OTTAWA — Mark Zacharias, executive director at Clean Energy Canada, made the following statement in response to the federal government’s Fall Economic Statement:
“Over the past couple of years, Canada has made—and attracted—big investments in its rapidly growing clean energy sector, from major EV and battery manufacturing plants, to renewable power, to green hydrogen and steel projects. The IMF anticipates Canada will lead the G7 in growth next year, and already the country has seen the third-most foreign direct investment in the world in the first half of 2023, more per capita than our G7 allies (in 2022, the EV supply chain alone attracted 13% of all foreign direct investment into Canada).
“A number of measures in today’s Fall Economic Statement will further Canada’s competitiveness while ensuring those benefits are broadly felt. The Indigenous Loan Guarantee Program will advance Indigenous leadership in the clean economy as equity partners, whether they are generating and transmitting clean electricity in their territories or developing clean hydrogen and critical mineral projects.
“While it’s encouraging to see a timetable for rolling out the various clean Investment Tax Credits proposed in Budget 2023, operationalizing these incentives as soon as possible is vital to prevent Canada from ceding ground to other markets—like the U.S.—where the financial rules are already in place. In particular, the Clean Electricity Tax Credit will be foundational for Canada’s competitive advantage going forward and should be prioritized. Canada must also move faster on getting major projects built by streamlining assessments and permitting for net-zero-aligned projects while meeting high environmental standards and commitments to Indigenous peoples.
“Exploring options to make climate disclosures mandatory for corporations is a key step to align Canada with leading jurisdictions, as financial decisions must be reconciled with the reality of climate change, though we would like to see a clear timeline for implementation.
“Support for clean ammonia production in the Clean Hydrogen Investment Tax Credit is a positive move in an emissions-intensive industry that has not to date benefited from equal access to decarbonization support. Ammonia production is positioned to be a key part of the hydrogen sector and is currently the basis for almost all nitrogen fertilizer used to grow food across the country and the world. Clean ammonia, made from clean hydrogen, also has a number of other potential roles in a decarbonized economy, including as low-carbon fuel for shipping.
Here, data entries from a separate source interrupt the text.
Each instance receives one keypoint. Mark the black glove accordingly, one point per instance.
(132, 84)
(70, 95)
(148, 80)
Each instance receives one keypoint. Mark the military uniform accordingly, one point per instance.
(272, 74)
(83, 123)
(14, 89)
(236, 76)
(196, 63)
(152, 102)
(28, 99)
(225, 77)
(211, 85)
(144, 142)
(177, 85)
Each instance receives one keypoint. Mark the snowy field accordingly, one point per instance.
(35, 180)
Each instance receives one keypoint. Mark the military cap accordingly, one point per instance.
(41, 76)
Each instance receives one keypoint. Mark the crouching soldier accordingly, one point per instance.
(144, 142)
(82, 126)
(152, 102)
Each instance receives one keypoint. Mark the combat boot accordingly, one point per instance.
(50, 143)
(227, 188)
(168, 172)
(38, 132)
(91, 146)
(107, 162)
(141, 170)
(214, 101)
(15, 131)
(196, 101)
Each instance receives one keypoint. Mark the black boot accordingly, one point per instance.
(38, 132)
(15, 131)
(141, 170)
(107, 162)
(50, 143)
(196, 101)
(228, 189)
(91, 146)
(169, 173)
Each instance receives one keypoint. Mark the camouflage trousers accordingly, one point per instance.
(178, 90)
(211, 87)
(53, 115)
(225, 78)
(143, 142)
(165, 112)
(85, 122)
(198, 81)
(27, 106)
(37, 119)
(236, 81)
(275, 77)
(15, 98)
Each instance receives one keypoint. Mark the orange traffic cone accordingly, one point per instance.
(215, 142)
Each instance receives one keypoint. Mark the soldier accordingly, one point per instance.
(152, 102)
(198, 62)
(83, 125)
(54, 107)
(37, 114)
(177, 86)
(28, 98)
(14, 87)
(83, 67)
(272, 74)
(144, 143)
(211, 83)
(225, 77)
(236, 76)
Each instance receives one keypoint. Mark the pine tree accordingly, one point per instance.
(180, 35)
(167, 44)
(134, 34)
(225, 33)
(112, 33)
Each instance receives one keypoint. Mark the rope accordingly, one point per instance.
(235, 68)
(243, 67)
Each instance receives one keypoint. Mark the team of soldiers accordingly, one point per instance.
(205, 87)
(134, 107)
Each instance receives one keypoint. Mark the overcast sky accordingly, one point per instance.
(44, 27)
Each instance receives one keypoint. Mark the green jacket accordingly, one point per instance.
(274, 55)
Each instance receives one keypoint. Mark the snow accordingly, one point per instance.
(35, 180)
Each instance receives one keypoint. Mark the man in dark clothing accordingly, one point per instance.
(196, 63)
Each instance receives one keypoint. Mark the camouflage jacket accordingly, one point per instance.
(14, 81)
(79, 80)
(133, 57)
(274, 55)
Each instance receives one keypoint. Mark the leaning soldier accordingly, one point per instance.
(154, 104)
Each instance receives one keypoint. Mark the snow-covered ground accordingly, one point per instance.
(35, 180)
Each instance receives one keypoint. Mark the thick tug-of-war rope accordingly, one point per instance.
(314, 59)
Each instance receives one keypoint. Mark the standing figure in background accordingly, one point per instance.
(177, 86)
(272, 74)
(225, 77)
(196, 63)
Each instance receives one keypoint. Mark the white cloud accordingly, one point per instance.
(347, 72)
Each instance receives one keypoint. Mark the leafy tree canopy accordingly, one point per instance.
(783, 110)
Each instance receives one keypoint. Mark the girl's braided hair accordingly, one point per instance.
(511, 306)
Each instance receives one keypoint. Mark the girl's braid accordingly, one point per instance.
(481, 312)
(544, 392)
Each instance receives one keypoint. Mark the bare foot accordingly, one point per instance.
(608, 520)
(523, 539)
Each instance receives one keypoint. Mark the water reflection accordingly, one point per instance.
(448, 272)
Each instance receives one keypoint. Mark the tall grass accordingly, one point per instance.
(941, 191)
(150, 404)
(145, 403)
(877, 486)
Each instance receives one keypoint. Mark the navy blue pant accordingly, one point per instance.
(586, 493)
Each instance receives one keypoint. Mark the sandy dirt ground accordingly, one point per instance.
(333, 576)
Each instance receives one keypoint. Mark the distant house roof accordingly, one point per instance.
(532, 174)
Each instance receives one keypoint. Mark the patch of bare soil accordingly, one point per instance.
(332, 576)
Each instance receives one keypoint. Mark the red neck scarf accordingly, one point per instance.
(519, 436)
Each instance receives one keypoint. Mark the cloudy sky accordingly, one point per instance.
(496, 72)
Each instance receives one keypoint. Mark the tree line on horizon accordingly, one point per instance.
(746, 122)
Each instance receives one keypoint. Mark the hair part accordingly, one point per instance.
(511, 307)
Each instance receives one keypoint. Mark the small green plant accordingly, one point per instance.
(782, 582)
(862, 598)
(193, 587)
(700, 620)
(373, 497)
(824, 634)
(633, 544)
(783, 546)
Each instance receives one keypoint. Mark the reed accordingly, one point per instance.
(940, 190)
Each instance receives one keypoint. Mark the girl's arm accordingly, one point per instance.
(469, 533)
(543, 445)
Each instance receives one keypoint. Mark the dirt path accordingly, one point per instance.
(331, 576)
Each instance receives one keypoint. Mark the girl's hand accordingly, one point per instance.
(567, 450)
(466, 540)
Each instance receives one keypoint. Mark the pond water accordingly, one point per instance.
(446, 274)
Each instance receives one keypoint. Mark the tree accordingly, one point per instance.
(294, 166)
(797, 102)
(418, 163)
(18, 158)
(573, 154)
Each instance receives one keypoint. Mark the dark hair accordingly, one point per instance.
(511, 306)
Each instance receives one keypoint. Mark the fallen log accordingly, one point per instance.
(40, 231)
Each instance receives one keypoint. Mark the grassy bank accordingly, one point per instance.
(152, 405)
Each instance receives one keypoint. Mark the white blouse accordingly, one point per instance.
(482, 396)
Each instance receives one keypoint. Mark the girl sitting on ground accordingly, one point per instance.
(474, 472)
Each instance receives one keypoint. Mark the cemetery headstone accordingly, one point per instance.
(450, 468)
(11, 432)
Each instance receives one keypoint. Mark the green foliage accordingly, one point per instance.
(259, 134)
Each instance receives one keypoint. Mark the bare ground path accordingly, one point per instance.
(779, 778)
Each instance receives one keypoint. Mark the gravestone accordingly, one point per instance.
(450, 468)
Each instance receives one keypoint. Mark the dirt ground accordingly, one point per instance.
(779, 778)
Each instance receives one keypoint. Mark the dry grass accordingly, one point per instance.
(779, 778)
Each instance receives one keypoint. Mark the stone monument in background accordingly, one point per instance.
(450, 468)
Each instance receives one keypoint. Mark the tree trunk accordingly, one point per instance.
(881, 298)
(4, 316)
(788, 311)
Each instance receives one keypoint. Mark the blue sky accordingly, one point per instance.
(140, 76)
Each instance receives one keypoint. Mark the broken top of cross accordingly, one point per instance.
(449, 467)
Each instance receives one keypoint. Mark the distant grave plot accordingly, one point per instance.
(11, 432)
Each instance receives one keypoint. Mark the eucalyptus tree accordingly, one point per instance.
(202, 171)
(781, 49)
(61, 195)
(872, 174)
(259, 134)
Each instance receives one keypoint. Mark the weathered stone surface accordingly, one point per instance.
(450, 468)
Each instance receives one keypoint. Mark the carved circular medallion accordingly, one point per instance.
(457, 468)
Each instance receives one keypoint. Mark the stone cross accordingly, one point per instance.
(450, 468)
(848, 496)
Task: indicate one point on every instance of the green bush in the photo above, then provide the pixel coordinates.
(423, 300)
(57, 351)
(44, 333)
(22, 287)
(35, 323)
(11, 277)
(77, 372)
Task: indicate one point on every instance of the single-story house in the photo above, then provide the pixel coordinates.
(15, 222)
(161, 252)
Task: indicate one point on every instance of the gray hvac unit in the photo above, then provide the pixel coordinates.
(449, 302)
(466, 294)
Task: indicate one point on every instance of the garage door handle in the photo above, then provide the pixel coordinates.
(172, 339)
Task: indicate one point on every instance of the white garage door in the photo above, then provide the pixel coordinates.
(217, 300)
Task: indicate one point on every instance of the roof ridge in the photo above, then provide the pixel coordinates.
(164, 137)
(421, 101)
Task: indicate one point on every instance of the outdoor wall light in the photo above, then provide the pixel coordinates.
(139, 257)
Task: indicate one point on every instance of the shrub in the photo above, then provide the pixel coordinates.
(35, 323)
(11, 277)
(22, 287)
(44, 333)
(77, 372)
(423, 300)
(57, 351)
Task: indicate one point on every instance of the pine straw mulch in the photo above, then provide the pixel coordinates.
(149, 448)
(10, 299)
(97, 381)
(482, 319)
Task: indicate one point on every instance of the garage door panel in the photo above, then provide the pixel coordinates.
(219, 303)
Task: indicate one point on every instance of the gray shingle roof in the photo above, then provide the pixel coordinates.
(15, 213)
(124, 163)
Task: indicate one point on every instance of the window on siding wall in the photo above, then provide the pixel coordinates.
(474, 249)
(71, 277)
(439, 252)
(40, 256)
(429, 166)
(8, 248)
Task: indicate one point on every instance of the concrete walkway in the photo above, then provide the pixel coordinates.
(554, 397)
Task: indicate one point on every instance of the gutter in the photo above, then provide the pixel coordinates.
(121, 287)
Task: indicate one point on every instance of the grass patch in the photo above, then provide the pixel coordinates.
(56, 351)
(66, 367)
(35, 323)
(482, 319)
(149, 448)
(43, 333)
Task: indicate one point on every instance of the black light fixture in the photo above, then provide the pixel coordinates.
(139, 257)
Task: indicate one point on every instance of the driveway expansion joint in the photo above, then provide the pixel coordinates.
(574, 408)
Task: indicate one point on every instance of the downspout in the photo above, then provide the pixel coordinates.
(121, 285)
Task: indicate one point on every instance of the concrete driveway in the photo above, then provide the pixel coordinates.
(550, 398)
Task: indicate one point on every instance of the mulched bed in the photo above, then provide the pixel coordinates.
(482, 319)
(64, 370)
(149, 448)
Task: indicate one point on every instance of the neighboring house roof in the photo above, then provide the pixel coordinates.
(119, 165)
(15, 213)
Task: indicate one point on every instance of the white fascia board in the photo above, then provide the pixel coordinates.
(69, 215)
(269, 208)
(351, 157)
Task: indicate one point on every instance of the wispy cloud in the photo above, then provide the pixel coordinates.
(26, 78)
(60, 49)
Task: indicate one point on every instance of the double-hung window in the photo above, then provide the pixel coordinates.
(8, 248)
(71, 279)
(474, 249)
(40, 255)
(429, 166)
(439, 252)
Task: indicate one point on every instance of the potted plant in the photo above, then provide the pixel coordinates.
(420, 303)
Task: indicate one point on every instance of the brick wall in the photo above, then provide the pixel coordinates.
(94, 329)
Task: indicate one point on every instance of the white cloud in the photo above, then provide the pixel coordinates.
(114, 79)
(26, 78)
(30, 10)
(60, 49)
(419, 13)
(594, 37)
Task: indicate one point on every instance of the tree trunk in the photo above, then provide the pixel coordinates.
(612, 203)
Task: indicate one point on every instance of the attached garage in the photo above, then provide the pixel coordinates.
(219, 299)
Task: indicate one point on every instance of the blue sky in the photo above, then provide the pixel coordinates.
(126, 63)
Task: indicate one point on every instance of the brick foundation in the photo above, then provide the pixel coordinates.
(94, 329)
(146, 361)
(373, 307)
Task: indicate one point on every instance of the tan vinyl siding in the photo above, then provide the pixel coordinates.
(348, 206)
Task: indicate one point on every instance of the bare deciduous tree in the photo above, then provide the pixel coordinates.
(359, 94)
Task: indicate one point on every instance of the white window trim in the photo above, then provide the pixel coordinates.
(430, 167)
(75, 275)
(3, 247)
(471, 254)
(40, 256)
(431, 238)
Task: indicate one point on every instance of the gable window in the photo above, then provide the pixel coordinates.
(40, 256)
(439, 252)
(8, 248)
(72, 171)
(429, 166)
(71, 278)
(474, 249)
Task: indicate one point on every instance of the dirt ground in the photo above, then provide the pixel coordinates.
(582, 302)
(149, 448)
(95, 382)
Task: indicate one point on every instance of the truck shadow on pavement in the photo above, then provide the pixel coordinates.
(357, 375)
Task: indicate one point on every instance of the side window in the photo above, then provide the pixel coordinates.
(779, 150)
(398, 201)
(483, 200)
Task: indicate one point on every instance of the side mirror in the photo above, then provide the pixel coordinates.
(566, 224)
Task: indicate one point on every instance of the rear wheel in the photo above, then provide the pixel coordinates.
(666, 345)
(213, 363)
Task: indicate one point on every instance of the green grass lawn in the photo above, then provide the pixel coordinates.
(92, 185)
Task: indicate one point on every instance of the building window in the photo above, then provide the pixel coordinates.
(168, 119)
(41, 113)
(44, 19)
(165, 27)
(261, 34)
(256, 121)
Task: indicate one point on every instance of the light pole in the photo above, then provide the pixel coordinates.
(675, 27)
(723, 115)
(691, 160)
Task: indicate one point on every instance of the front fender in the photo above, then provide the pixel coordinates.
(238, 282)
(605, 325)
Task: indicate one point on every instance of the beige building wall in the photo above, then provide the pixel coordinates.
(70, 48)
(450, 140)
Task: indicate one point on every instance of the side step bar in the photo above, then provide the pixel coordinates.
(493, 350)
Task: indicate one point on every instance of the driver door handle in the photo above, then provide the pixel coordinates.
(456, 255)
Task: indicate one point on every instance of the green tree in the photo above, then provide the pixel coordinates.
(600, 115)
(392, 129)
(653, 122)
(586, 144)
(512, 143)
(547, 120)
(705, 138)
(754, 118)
“Mandating the Canada Growth Fund to spend $7 billion of its $15 billion allocation on carbon contracts for difference will help businesses de-risk important emission-reducing projects and help them get built. However, the government should look to unlock the full potential of this measure under its industrial carbon price.
“Ultimately, the federal government’s focus on building a sustainable economy—through both targeted investments and supportive policy—is bearing fruit and keeping Canada in a global race whose prize is too big to ignore. More than anything, the government must now expedite the implementation of a few more key measures, particularly its investment tax credits, to ensure a strong economy built to thrive far into the future.”